Thomas Mayer, chief economist at Deutsche Bank, has a plan for Greece.
Describing the nation as the Groundhog Day of the sovereign debt crisis, he said: Every day you wake up and go outside and there it is again Greece.
However, Mayer claimed it is possible for the country to take a breather from euro membership and devalue without the trauma of a full euro exit.
Greece has brought us the crisis-management mechanism, he said at the International Capital Market Association AGM in Milan on Friday. It is temporarily possible to step out of the euro and to take a breath.
The conundrum the country faces is that 80% of the Greek population wants to stay in the euro but are not prepared to adhere to the austerity programme. Mayer said this is because they believe the troika will keep paying regardless. They are wrong, he said. The troika seems to be prepared to pay out money for external debt service as we saw in May but not for current expenses.
Greeces former prime minister Lucas Papademos has suggested the Greek government only has sufficient resources to meet its obligations for another two months. So what happens when Greece runs out of money?

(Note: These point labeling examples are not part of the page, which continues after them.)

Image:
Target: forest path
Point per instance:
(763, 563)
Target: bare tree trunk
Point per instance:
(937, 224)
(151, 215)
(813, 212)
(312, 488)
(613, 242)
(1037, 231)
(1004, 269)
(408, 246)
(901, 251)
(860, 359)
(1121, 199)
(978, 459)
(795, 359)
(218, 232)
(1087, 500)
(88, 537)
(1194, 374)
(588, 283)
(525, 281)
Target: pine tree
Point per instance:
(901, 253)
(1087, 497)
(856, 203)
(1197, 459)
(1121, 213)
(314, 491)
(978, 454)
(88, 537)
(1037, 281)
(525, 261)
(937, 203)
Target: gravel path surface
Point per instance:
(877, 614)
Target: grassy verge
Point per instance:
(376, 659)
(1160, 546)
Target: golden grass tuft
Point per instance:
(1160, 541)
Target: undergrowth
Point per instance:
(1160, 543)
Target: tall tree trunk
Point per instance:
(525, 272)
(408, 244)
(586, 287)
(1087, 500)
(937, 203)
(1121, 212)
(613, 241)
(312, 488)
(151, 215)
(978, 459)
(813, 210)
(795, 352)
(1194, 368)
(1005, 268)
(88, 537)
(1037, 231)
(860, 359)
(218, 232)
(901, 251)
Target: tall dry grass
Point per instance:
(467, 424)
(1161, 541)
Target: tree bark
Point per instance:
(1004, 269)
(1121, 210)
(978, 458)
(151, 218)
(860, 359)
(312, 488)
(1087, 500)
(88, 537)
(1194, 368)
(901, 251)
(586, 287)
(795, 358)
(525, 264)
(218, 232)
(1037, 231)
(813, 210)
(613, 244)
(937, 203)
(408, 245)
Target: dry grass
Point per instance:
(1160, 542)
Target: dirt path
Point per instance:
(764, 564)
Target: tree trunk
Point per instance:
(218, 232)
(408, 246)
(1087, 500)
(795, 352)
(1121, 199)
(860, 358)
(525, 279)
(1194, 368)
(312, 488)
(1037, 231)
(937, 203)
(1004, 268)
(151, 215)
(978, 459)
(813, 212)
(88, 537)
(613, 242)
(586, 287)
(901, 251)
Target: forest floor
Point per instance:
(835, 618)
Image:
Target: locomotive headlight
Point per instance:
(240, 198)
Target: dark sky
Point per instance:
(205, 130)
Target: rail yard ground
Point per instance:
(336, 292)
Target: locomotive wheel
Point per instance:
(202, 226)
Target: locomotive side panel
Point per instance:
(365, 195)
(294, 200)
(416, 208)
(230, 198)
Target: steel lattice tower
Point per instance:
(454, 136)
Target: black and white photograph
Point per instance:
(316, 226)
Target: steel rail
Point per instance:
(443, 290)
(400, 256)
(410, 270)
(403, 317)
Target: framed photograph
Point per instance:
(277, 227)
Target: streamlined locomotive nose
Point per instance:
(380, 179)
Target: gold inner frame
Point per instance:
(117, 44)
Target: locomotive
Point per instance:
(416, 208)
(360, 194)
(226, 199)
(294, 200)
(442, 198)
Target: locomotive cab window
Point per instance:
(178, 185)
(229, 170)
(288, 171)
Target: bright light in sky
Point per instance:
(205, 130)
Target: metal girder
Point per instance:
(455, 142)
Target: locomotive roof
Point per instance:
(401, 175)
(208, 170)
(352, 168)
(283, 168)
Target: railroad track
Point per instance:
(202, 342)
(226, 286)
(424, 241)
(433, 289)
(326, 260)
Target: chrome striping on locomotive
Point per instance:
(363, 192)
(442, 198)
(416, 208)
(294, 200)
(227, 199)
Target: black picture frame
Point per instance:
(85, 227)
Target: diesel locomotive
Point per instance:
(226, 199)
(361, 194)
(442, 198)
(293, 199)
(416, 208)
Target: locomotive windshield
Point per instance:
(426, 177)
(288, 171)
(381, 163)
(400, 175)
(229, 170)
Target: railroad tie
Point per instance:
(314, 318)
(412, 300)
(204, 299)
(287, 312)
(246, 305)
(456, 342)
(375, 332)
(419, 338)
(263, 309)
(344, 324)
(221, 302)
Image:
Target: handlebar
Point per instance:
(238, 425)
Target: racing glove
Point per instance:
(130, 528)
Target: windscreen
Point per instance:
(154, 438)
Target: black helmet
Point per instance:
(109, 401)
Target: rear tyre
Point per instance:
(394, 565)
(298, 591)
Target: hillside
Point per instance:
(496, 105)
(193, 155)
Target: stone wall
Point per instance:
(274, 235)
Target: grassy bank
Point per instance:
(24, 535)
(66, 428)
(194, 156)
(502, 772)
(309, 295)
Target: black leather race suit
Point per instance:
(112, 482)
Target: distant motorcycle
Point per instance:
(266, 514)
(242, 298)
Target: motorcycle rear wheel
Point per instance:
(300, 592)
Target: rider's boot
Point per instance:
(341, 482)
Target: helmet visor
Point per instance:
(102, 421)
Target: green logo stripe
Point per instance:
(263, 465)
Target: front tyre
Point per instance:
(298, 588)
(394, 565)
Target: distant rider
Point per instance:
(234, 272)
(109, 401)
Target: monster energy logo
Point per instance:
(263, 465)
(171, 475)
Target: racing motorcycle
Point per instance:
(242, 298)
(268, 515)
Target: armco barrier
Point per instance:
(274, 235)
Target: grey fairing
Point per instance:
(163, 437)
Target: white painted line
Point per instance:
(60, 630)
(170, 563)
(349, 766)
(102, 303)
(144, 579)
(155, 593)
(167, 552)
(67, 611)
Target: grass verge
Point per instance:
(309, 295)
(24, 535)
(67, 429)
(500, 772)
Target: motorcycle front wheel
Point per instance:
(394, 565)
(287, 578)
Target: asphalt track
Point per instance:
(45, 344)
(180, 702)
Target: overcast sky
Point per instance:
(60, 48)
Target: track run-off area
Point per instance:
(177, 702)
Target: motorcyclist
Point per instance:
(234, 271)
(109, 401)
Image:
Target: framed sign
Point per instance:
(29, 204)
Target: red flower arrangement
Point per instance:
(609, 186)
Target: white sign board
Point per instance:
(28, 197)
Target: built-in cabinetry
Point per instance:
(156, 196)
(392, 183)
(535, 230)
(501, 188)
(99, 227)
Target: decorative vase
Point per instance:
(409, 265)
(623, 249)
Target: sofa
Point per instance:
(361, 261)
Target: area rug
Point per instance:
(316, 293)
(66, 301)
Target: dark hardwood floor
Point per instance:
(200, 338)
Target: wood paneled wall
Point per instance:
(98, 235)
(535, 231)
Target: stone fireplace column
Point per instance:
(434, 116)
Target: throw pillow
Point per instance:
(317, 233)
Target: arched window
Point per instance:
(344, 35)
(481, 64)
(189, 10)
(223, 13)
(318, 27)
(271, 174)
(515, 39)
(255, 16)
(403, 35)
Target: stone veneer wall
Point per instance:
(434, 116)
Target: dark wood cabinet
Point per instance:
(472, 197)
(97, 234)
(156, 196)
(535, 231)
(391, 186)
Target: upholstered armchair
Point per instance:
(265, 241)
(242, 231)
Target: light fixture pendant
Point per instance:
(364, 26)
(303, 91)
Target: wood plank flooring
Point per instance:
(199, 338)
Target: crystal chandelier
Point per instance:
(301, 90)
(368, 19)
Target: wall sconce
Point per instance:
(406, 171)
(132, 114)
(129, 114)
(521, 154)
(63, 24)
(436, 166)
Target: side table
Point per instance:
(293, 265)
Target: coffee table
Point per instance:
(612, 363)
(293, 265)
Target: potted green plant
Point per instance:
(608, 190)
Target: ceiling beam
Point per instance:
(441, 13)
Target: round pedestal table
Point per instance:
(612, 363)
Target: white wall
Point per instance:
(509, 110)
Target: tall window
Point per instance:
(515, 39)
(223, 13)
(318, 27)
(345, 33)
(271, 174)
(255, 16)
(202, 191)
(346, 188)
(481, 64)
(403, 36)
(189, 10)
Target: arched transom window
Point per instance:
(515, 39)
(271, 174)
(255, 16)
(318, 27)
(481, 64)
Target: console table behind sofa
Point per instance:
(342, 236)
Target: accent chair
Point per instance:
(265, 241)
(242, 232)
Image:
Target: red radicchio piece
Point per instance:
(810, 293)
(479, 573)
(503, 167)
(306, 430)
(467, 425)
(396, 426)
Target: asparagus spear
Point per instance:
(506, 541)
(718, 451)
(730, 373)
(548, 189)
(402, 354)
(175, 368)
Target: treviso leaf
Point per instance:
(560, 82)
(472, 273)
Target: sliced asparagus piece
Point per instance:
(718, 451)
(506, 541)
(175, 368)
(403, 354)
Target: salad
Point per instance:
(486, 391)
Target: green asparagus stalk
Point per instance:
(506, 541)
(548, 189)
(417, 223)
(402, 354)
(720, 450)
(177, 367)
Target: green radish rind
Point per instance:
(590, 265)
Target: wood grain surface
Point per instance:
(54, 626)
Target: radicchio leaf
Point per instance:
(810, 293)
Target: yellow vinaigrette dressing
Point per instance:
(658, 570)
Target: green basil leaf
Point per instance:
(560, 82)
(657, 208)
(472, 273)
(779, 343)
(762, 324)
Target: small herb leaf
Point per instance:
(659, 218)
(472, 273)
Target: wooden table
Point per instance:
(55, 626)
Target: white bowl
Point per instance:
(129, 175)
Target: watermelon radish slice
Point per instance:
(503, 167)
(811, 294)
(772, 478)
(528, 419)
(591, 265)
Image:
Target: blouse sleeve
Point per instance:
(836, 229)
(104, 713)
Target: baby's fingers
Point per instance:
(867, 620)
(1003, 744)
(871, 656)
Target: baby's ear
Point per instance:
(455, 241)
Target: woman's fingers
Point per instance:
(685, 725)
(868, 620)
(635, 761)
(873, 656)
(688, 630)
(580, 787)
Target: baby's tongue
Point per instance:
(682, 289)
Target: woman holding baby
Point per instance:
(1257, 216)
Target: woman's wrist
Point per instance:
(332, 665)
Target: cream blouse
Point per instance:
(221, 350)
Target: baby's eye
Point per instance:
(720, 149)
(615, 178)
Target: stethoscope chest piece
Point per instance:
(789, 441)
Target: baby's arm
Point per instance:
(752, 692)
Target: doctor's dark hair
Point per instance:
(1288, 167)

Mayer suggested that the Greek government will issue IOUs to its civil servants rather than pay them in euros. Buyers will then emerge for these IOUs at a discount and immediately you have a parallel currency in circulation, the geuro. There will be no formal exit from the euro no one wants that but by issuing IOUs the Greek government has created the geuro.
Mayer suggested that workers, such as civil servants, who are being paid in geuros would likely take a lower-paying job that would enable them to be paid in a hard currency such as working as a waiter in a hotel that has revenues in hard currency.
In this way, the hotel can lower its wage costs and thus cut its prices and boost business. All of a sudden the geuro starts to look a bit like the Zimbabwean dollar.
The Greek government does not want this and will use hard currency [generated by growth in hard currency businesses] to buy back geuros and re-establish full membership of the eurozone, said Mayer. In this way, it is possible for Greece to devalue by temporarily stepping out of the euro without there being any formal exit.